Некоторое время все стояли молча. Ханночка уснула. Потом мама подхватила свой узелок и, не произнося больше ни слова, двинулась туда, где на указателе дорог было написано: «Остров-Мазовецкий». Там в эти дни проходила граница между немцами и Россией.
Бесчисленные толпы беженцев шли по дороге. Дорога была широкой и уходила вдаль. Слева и справа от дороги были широкие канавы, кюветы, дальше лежала вспаханная земля полей. Иногда, заслышав гул пролетающих самолетов, беженцы разбегались, кто куда. Одни падали прямо на обочину, другие ложились на дно канавы, закрыв лицо руками, третьи в поисках убежища, бросались в поле… Но эти жалкие фигурки далеко внизу, похоже, не интересовали летчиков, и не им был предназначен подвешенный под крыльями смертоносный груз. Самолеты тяжело пролетали мимо, а люди снова сбивались в толпы и продолжали свой путь.
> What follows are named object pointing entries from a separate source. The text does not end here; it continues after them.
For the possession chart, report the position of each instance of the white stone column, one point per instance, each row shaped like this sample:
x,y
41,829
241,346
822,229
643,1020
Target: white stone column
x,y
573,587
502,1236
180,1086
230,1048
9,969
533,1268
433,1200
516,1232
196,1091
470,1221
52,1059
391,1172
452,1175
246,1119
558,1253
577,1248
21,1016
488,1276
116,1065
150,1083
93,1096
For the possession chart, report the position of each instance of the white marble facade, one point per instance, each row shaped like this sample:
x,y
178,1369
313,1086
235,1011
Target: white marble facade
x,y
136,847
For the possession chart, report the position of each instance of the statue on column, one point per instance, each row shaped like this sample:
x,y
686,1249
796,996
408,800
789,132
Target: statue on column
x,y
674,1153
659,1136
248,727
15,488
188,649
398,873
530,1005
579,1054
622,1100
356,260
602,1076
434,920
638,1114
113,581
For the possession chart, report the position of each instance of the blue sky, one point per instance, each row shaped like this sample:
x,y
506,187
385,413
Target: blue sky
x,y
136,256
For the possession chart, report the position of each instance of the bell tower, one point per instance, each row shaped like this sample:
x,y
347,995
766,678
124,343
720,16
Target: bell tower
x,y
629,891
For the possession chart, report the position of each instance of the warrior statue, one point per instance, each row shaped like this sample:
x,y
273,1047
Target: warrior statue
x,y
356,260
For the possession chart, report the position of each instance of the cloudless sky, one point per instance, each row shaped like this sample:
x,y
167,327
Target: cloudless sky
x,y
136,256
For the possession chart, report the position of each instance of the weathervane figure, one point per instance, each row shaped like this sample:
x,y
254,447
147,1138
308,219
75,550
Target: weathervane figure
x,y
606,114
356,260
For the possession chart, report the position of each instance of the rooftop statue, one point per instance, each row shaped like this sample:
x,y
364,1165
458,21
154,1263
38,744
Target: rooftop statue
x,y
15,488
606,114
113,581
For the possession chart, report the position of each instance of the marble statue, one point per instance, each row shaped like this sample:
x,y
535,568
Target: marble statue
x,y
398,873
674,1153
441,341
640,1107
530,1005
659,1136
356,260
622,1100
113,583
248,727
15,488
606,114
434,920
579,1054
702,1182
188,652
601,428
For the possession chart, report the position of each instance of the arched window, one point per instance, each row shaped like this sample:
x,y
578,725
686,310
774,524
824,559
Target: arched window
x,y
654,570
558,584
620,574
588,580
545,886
Никогда еще Хаймек не ходил так подолгу. С непривычки он сбил ноги и они кровоточили. Из разорвавшихся ботинок торчали пальцы, которые, соприкасаясь с песком и щебнем дороги, горели адским пламенем. Каждый шаг причинял мальчику непереносимую боль. Сколько еще могла продолжаться эта пытка? Дорога казалась бесконечной. И все это время его не оставлял неясный страх. Он не мог понять, откуда этот страх взялся, и что он означает. Небо над головами беженцев то пыталось спалить их заживо раскаленными лучами, то, нахмурясь, пугало грозовыми тучами. Иногда тучи проливались на измученных людей проливными ливнями. Когда было сухо, мальчик шел окутанный облаком пыли, а после дождя шел в облаке пара, подымавшегося от сохнувшей прямо на нем одежды. Иногда посреди дороги возникали глубокие лужи, и мальчик проваливался в темную грязную воду, на дне которой острые камни только и дожидались возможности впиться ему в израненные ноги. А вокруг простирались уходящие за горизонт молчаливые и загадочные поля, сочившиеся избыточной влагой. То здесь, то там встречались вывернутые с корнем деревья. Те же, что уцелели благодаря мощным стволам так и стояли поодиночке. К некоторым, истекавшим соком березам, были прикреплены большие жестяные кружки, в которых собравшийся сок уже переливал через край.
Ознакомительная версия.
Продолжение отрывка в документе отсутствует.